The Center for Public Justice is an independent, nonpartisan organization devoted to policy research and civic education. Working outside the familiar categories of right and left, conservative and liberal, we seek to help citizens and public officeholders respond to God's call to do justice.
Our mission is to equip citizens, develop leaders, and shape policy in pursuit of our purpose to serve God, advance justice, and transform public life. To learn more about our unique perspective, see What Distinguishes the Center for Public Justice? The Center bases its research, publications, training, and advocacy work on a comprehensive, Christian political foundation. It was established in 1977 by a group of citizens interested in developing and communicating an integrated biblical view of political service and responsible government. Then, as now, the Center recognized the need to build and uphold a just republic and to promote just relations among the nations.
A vision of religious freedom for all is one where persons of all religious faiths, and of none, are free not only to worship or refrain from worship as their beliefs require, but also free to live out their faith as citizens active in the public life of the nation and in the faith-based organizations they have formed.

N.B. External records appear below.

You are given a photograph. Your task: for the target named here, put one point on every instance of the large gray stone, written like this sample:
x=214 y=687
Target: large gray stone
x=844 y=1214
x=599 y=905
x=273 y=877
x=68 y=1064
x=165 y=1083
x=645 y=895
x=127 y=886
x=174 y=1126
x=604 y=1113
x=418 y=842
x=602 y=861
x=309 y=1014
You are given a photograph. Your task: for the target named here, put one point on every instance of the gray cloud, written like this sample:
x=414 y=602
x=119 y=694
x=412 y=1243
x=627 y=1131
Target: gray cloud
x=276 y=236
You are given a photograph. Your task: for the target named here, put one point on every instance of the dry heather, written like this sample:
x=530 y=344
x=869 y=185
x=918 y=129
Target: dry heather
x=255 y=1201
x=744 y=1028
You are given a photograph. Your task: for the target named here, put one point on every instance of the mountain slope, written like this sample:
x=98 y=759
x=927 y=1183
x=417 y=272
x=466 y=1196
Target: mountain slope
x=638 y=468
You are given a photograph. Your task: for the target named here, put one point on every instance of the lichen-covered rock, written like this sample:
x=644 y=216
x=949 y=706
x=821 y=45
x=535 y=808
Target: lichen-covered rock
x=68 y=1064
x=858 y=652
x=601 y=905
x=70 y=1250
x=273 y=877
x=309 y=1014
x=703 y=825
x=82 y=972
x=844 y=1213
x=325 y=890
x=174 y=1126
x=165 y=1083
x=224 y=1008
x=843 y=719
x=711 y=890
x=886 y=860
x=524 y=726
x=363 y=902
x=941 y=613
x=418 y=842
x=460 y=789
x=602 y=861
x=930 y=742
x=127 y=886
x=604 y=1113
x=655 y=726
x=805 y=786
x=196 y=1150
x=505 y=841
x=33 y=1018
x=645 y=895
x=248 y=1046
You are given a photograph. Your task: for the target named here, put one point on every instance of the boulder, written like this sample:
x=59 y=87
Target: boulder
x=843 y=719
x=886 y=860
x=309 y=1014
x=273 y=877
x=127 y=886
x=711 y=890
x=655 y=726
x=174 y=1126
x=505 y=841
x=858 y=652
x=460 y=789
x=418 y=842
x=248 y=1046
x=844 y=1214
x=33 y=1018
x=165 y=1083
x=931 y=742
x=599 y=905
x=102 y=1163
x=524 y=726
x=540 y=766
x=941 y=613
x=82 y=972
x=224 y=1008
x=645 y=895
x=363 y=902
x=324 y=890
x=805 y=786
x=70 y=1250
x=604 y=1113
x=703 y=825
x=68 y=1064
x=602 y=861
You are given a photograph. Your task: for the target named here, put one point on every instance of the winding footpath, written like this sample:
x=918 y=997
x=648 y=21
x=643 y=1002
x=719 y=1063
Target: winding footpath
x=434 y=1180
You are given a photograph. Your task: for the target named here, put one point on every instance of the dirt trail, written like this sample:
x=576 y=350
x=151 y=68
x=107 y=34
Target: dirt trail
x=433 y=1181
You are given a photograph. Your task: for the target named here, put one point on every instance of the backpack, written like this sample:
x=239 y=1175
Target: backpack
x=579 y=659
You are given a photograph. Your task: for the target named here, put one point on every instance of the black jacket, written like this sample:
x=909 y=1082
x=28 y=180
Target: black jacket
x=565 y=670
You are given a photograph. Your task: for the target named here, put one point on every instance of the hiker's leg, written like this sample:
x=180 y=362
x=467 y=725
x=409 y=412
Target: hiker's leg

This vision for our nation is based on a commitment to religious freedom, pluralism, and tolerance.
The result is a pluralist society: one where Catholics, evangelicals, Orthodox Jews, Muslims, Sikhs, nonbelievers, and others are free to live as citizens, health care providers, businesspeople, social-service providers, and public officials as led by their religious or nonreligious beliefs. Pluralism says that diversity such as this is to be expected in a free society and pluralism requires tolerance. Imposed uniformity is the opposite of freedom, pluralism, and tolerance, and we seek common ground where the beliefs, practices, and organizations of those of all faiths and of none are respected and their freedoms protected. Furthermore, a public realm that respects the diversity of belief and practice present in American society is ideal, rather than one that favors one group’s beliefs and practices over those of others.